IBA official cocktail (International bartender association)
History
The history of the margarita is one of folklore due to its numerous origin stories.[1][2] According to cocktail historian David Wondrich, the margarita is related to the brandy daisy (margarita is Spanish for "daisy"), remade with tequila instead of brandy. (Daisies are a family of cocktails that include a base spirit, liqueur, and citrus. A sidecar and gin daisy are other related drinks.) There is an account from 1936 of Iowa newspaper editor James Graham finding such a cocktail in Tijuana, years before any of the other margarita "creation myths".[3]
The Cafe Royal Cocktail Book, published in the UK in 1937, contains a recipe for a Picador using the same concentrations of tequila, triple sec, and lime juice as a margarita.[4] One of the earliest stories is of the margarita being invented in 1938 by Carlos "Danny" Herrera at his restaurant Rancho La Gloria, halfway between Tijuana and Rosarito, Baja California, created for customer and former Ziegfeld dancer Marjorie King, who was allergic to many spirits, but not to tequila.[5][6][2] This story was related by Herrera and also by bartender Albert Hernandez, acknowledged for popularizing a margarita in San Diego after 1947, at the La Plaza restaurant in La Jolla.[7] The story was debunked in 1992 by the San Diego Reader.[1]
According to Jose Cuervo, the cocktail was invented in 1938 by a bartender in honor of Mexican showgirl Rita de la Rosa.[8]
Hussong's Cantina also claims to have been the site of the margarita's creation in Ensenada, Baja California, in 1941.[9][10] Bartender Don Carlos Orozco reputedly named a new drink after Mexican-German patron Margarita Henkel Cesena, a frequent customer to the cantina.[1] Cesena was a ranch operator by trade, and it is disputed whether she was the daughter of a German ambassador as the story claims.[11][12] Hussong's, however, has enjoyed widespread popularity as the home of the original margarita.[13][14]
There are also claims that the margarita was first mixed in Juárez, Chihuahua at Tommy's Place Bar on July 4, 1942, by Francisco "Pancho" Morales. Morales later left bartending in Mexico to become a US citizen, where he worked as a milkman for 25 years. Mexico's official news agency Notimex and many experts have said Morales has the strongest claim to having invented the margarita.[15]

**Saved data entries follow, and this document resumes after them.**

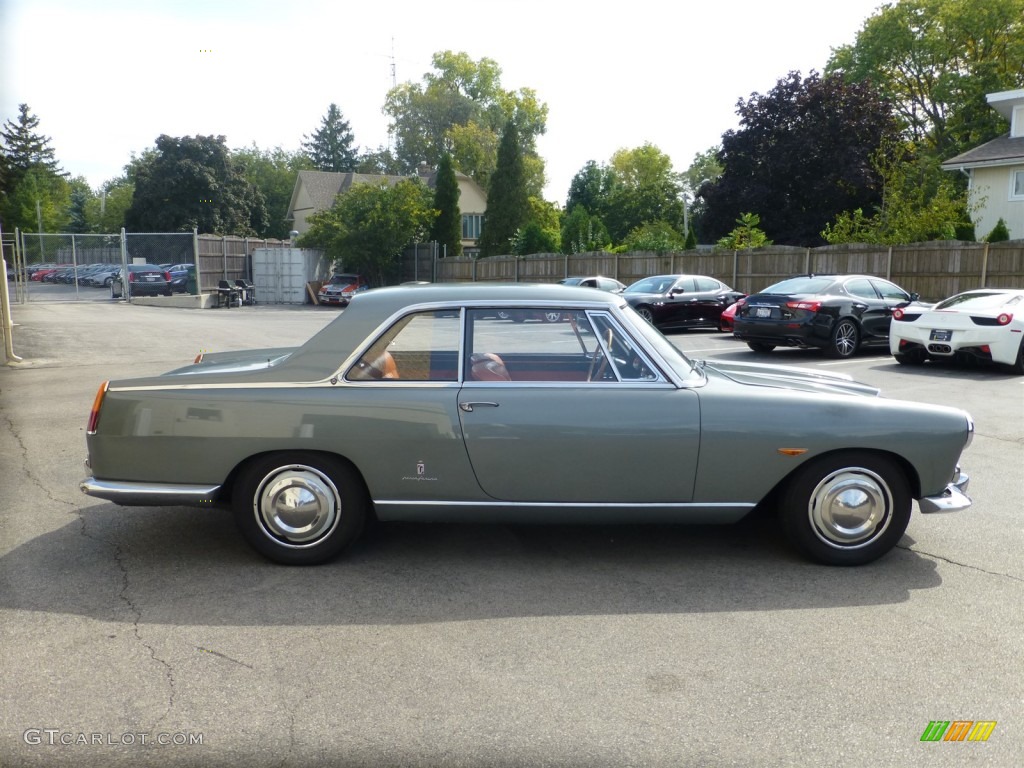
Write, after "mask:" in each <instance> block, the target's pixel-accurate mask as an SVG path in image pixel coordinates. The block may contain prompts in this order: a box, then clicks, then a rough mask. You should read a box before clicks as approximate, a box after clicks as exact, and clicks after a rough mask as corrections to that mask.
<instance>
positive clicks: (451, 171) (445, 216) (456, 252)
mask: <svg viewBox="0 0 1024 768" xmlns="http://www.w3.org/2000/svg"><path fill="white" fill-rule="evenodd" d="M460 194H461V193H460V190H459V180H458V179H457V178H456V175H455V168H453V167H452V156H451V155H449V154H447V153H445V154H444V155H441V162H440V164H439V165H438V166H437V177H436V180H435V181H434V210H436V211H437V218H435V219H434V223H433V226H432V228H431V231H430V239H431V240H433V241H436V242H437V244H438V246H439V248H440V252H441V253H443V254H445V255H446V256H455V257H457V256H462V212H461V211H460V210H459V196H460Z"/></svg>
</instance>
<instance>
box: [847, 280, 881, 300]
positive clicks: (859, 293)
mask: <svg viewBox="0 0 1024 768" xmlns="http://www.w3.org/2000/svg"><path fill="white" fill-rule="evenodd" d="M846 292H847V293H848V294H850V295H851V296H859V297H860V298H862V299H871V300H872V301H878V299H879V295H878V294H877V293H876V292H874V289H873V288H871V284H870V282H869V281H866V280H863V279H857V280H851V281H849V282H848V283H847V284H846Z"/></svg>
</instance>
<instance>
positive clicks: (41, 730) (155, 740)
mask: <svg viewBox="0 0 1024 768" xmlns="http://www.w3.org/2000/svg"><path fill="white" fill-rule="evenodd" d="M22 739H23V740H24V741H25V743H27V744H29V745H30V746H135V745H140V746H147V745H152V744H158V745H160V746H199V745H202V743H203V734H202V733H193V732H191V731H175V732H173V733H167V732H158V733H147V732H145V731H125V732H123V733H115V732H113V731H108V732H105V733H97V732H85V731H66V730H62V729H60V728H29V729H28V730H26V731H25V732H24V733H23V734H22Z"/></svg>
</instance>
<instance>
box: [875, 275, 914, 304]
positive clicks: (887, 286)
mask: <svg viewBox="0 0 1024 768" xmlns="http://www.w3.org/2000/svg"><path fill="white" fill-rule="evenodd" d="M871 285H872V286H874V288H876V289H877V290H878V292H879V293H880V294H882V298H883V299H888V300H890V301H909V300H910V296H909V295H908V294H907V293H906V291H904V290H903V289H902V288H900V287H899V286H897V285H896V284H895V283H889V282H888V281H884V280H872V281H871Z"/></svg>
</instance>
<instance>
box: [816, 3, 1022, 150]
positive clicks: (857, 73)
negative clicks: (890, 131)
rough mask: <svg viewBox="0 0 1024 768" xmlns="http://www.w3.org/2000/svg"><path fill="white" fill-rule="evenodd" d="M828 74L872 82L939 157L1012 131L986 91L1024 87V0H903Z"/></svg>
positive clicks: (1000, 89) (925, 145)
mask: <svg viewBox="0 0 1024 768" xmlns="http://www.w3.org/2000/svg"><path fill="white" fill-rule="evenodd" d="M825 72H826V73H837V72H842V73H843V74H844V75H845V76H846V78H847V79H848V80H851V81H855V82H867V81H870V82H871V83H872V84H873V86H874V87H876V88H878V89H879V91H880V92H881V93H882V95H883V96H885V97H886V98H887V99H889V100H891V101H892V102H893V104H894V105H895V110H896V112H897V114H898V115H899V117H900V118H901V119H902V122H903V123H904V124H905V126H906V129H907V131H908V134H909V137H910V138H911V140H913V141H914V142H916V143H919V144H921V145H922V147H923V150H924V152H925V153H926V154H928V155H931V156H933V157H935V158H938V159H939V160H944V159H947V158H950V157H953V156H955V155H957V154H959V153H962V152H966V151H967V150H970V148H973V147H974V146H976V145H978V144H979V143H982V142H984V141H987V140H989V139H991V138H994V137H995V136H997V135H999V133H1001V132H1004V131H1005V130H1006V128H1005V125H1006V123H1005V121H1002V120H1001V119H1000V118H999V116H998V115H997V114H996V113H995V112H994V111H993V110H991V109H990V108H989V106H988V103H987V101H986V98H985V94H986V93H991V92H995V91H1002V90H1013V89H1015V88H1021V87H1024V0H984V2H965V1H964V0H898V1H897V2H892V3H887V4H885V5H883V6H882V7H881V8H880V9H879V10H878V11H876V13H874V14H873V15H871V16H870V17H869V18H867V20H865V22H864V26H863V28H862V29H861V30H860V32H859V33H857V39H856V41H855V42H854V43H853V44H852V45H846V46H842V47H840V48H837V49H835V50H834V51H833V55H831V58H830V59H829V61H828V65H827V67H826V69H825Z"/></svg>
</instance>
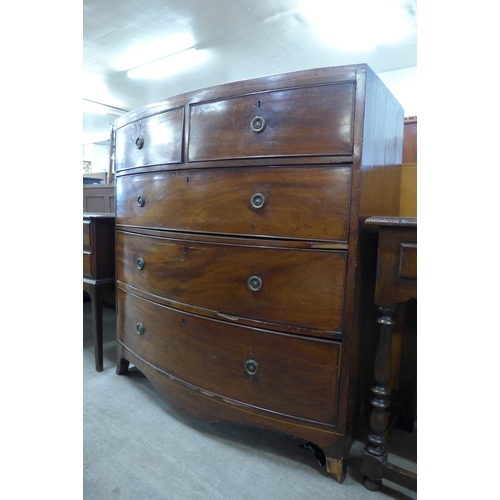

Others say the inventor was Dallas socialite Margarita Sames, when she concocted the drink for her guests at her Acapulco, Guerrero vacation home in 1948. Tommy Hilton reportedly attended, bringing the drink back to the Hilton chain of hotels. However, Jose Cuervo was already running ad campaigns for the margarita three years earlier, in 1945, with the slogan, "Margarita: It's more than a girl's name."[16]
The Balinese Room
Another common origin tale begins the cocktail's history at the legendary Balinese Room in Galveston, Texas where, in 1948, head bartender Santos Cruz created the margarita for singer Peggy (Margaret) Lee. He supposedly named it after the Spanish version of her name, Margarita.[17]
The first known publication of a margarita recipe was in the December 1953 issue of Esquire, with a recipe calling for an ounce of tequila, a dash of triple sec and the juice of half a lime or lemon. A recipe for a tequila-based cocktail first appeared in the 1930 book My New Cocktail Book by G. F. Steele. Without noting a specific recipe or inventor, a drink called the Tequila Daisy was mentioned in the Syracuse Herald as early as 1936. Margarita is Spanish for Daisy, which is a nickname for Margaret.[18]
A later, certainly false, story is that the margarita was invented in October 1961, at a party in Houston, Texas, by party goer Robert James "Rusty" Thomson while acting as bartender. He concocted a mixture of equal parts tequila, Controy orange liqueur, lime, and crushed ice in a salt-rimmed glass.[19][20][21]